Throughput and backpressure metrics

(Jeffrey M. Hardy) #1


I am on elk stack 6.2.4 (and previously 5.6.2), filebeating logs off of a handful of syslog aggregators, trying to achieve a relatively modest throughput of ~3000 lines/s, 500kiB/s (measurements with pv). In addition to looking at the file offset, I track "receive_lag" on each event by adding the following with logstash:

ruby {
code => "event.set('receive_lag', - event.get('@timestamp').to_f)"

In short, I can achieve a logging rate roughly 250% of what is needed on a single logstash node, using the json_lines coded to fileout. That increases to 400-500% when load-balancing to two logstash nodes. In order to see this, I delete the filebeat registry to let filebeat "catch-up" as fast as it presumably can, and measure with pv, tracking the reported offset, watching receive_lag, and additionally the logstash metrics filter.

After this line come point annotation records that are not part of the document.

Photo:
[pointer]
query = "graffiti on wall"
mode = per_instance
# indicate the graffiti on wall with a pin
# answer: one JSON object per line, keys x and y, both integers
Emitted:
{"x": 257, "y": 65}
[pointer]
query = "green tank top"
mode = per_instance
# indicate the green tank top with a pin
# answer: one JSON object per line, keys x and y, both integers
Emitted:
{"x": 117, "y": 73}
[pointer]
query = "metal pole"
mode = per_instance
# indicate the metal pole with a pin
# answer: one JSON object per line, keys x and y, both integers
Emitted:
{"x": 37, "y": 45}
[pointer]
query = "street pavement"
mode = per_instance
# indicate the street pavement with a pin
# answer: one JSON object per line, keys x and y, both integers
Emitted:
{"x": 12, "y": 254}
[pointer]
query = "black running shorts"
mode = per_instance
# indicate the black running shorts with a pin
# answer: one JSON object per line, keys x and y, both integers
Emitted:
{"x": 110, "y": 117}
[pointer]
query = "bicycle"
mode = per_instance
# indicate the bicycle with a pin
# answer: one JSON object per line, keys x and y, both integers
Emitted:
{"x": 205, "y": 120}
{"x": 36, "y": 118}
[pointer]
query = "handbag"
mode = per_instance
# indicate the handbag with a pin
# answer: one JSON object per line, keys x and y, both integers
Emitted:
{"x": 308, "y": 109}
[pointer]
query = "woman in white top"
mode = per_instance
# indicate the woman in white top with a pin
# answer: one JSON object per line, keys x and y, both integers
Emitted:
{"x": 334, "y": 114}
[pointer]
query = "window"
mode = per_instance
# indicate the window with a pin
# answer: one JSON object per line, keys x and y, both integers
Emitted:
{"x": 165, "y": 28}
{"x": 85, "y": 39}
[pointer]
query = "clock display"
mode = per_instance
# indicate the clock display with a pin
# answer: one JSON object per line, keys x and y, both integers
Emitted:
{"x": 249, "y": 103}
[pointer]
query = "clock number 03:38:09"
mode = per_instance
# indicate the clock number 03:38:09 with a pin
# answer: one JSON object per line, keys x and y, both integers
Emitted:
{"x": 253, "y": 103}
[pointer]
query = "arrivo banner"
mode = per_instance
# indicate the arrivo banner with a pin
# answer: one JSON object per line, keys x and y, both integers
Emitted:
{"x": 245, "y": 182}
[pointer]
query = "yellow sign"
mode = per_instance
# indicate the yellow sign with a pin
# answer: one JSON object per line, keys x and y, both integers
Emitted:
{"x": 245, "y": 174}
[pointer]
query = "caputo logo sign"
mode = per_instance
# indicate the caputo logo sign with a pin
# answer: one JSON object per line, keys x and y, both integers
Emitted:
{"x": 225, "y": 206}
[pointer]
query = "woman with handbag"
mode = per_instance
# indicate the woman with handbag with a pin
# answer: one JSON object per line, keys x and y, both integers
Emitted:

When I push these same sources to a three-node elasticsearch cluster, I am not able to keep up with the logging rate. Interestingly, it's only the busiest log source that falls behind (sometimes also the second busiest), the first accounting for roughly 1/2 of the logging rate on its own. Meanwhile events from other logs that come in at a relative trickle keep up just fine. I am assuming this is probably the result of backpressure prioritizing the busiest sources?

How can I see information about backpressure? Secondly, might breaking up the log sources so no individual log source is so "heavy" help?

Thanks in advance,

(system) #2

This topic was automatically closed 28 days after the last reply. New replies are no longer allowed.